Fairbanks began by saying that even one of the most stable democracies -- the U.S. -- can have trouble deciding on its next president. Therefore it should not be surprising that there is apprehension over who will follow Shevardnadze as Georgia's leader.

He was particularly concerned about Russia's influence on its small neighbor. He noted that Russia recently exempted people living in Abkhazia and Ossetia from visa requirements imposed on other Georgian residents. The two separatist regions are near Georgia's border with Russia and have large ethnic-Russian populations.

Fairbanks said if Russia increases this sort of pressure on Tbilisi, then Georgia's contact with the West could be choked off.

Another panelist went further. He is Paul Joyal, a Washington businessman who publishes Intercon's Daily, a digest of news from the Commonwealth of Independent States.
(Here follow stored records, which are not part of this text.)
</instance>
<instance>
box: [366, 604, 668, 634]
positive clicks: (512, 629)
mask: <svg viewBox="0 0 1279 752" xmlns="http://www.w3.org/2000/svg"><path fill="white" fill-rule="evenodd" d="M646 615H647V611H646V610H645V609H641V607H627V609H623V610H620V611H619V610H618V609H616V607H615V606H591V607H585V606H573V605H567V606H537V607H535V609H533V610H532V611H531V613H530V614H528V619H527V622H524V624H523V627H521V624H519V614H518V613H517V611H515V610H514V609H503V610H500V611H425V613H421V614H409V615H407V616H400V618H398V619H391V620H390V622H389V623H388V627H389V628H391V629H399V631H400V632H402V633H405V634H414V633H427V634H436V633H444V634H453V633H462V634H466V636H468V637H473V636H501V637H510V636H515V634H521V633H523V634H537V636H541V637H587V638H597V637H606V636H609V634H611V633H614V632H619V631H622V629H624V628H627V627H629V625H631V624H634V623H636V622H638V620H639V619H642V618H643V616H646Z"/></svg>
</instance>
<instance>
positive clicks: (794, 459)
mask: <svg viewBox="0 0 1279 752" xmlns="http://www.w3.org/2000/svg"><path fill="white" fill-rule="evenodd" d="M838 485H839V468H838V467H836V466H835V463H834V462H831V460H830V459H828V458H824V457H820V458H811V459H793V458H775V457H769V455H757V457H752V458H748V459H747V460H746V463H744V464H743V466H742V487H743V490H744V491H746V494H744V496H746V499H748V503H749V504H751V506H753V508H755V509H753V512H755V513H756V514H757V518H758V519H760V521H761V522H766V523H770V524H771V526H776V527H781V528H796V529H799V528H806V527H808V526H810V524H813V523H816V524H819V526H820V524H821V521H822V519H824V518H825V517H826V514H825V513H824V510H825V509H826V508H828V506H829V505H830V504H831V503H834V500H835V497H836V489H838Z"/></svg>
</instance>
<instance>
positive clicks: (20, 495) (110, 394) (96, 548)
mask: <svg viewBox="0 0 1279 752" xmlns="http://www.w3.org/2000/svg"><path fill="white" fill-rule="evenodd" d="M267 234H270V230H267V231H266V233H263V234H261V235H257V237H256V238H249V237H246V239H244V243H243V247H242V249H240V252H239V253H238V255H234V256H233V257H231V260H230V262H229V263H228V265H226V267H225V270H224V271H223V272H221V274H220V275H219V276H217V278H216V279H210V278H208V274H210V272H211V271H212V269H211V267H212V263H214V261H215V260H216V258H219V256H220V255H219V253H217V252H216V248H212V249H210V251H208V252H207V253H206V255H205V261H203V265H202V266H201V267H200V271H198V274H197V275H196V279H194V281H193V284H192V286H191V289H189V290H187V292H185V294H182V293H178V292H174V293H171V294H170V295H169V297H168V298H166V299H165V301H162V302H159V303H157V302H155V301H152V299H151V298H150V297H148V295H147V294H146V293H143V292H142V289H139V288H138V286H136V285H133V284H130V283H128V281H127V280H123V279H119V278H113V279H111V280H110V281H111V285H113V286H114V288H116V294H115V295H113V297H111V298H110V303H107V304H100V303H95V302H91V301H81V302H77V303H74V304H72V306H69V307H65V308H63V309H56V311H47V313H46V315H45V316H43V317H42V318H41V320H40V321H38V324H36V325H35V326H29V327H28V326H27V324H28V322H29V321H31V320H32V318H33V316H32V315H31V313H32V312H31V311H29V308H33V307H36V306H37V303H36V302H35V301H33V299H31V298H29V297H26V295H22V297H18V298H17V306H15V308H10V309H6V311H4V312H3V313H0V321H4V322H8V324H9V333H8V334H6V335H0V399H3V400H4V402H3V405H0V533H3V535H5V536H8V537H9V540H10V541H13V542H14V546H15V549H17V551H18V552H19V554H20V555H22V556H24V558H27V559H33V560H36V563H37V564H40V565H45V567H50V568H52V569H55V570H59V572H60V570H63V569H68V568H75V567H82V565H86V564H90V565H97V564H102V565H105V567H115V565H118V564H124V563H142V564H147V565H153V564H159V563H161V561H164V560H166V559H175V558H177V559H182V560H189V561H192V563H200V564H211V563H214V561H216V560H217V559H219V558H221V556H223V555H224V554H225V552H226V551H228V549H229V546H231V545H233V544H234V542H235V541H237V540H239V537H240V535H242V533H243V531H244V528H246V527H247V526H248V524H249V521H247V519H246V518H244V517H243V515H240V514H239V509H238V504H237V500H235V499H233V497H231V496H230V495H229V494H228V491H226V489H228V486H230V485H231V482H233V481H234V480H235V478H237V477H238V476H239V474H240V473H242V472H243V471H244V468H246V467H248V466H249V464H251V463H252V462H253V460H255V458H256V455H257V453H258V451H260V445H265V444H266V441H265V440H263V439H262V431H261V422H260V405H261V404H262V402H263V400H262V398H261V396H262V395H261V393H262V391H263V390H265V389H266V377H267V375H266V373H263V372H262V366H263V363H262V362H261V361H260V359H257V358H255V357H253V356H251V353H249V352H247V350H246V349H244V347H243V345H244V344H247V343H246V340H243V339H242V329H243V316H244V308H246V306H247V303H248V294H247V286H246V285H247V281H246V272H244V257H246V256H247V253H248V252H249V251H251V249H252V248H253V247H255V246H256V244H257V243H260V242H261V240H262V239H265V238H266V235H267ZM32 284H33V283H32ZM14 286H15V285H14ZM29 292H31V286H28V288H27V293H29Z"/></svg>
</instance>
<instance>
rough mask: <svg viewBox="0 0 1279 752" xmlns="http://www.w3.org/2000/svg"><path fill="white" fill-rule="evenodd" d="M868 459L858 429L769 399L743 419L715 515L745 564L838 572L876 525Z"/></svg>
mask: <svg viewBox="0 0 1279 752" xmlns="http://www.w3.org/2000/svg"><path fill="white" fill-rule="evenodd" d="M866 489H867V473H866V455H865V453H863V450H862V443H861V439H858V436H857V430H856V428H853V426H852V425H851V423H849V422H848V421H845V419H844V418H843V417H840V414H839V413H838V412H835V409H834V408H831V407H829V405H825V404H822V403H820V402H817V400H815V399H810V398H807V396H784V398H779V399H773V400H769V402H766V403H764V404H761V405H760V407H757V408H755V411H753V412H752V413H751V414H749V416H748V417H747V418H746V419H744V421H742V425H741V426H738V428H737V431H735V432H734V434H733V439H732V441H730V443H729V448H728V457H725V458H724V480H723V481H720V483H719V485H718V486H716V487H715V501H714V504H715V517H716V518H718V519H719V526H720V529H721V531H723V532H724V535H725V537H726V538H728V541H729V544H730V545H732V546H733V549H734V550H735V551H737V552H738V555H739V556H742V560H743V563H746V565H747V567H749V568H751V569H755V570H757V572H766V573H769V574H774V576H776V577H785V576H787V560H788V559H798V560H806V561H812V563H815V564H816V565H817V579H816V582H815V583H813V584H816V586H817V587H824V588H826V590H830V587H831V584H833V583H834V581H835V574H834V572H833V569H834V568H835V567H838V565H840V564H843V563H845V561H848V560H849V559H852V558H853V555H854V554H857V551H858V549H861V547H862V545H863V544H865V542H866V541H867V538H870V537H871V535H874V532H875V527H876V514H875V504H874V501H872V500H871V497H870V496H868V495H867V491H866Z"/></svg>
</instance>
Joyal said he believes the Russian government under President Vladimir Putin is restoring a frightening aspect of the old Soviet rule to his country. Besides the visa exemptions for Abkhazia and Ossetia, he cited its embrace of the Stalinist-era national anthem and the recent trial of Edmond Pope, an American whom a Moscow court last week convicted of espionage and sentenced to 20 years in prison.

"It appears to me that there is a re-emergence of a counterintelligence state in Russia that we're seeing today."

For the most part, however, panelists expressed optimism about Georgia's future.

Fairbanks said in most cases, former Communist countries in Eastern Europe and Central Asia have had successful presidential elections. He noted that even the authoritarian Slobodan Milosevic was successfully voted out of office as Yugoslavia's president. But he also said heads of state in these countries try to manipulate election results as much as they can.

"When it became clear that he [Milosevic] had lost the election, that was decisive. But, on the other hand, as we also know, elections are usually fraudulent to a greater or lesser degree."

Ghia Nodia, a Georgian intellectual who founded the Caucasian Institute for Peace, agreed and elaborates on Fairbanks' point.

"People assume that elections will be rigged to some extent. But there is some extent after which they are getting angry."

Nodia said he expects Shevardnadze will either explicitly or implicitly designate his choice for successor, then step aside and let Georgia's voters decided if the heir-apparent is to their liking. And he gave a great deal of time to listing which political leaders might be candidates for the position.

But Nodia stressed that it is too early for such forecasts. He said the field of candidates will be clearer after parliamentary elections in 2003.

Korneli Kakachia, a Georgian political activist, agreed it is too early to consider possible candidates, but for a different reason. He said political leaders interested in becoming Georgia's president are at the moment not making their intentions known.

"None of them want now to be active in public because there is a threat that when you are too active, it might turn against you after some time."

Finally, Kakachia said, it is not important who succeeds Shevardnadze but what his policies will be. And that, Kakachia said, is even more difficult to forecast.

Others taking part in the conference were David Darchiashvili, the head of the research department of the Georgian parliament, and Colonel Archil Tsintadze of the Georgian Army.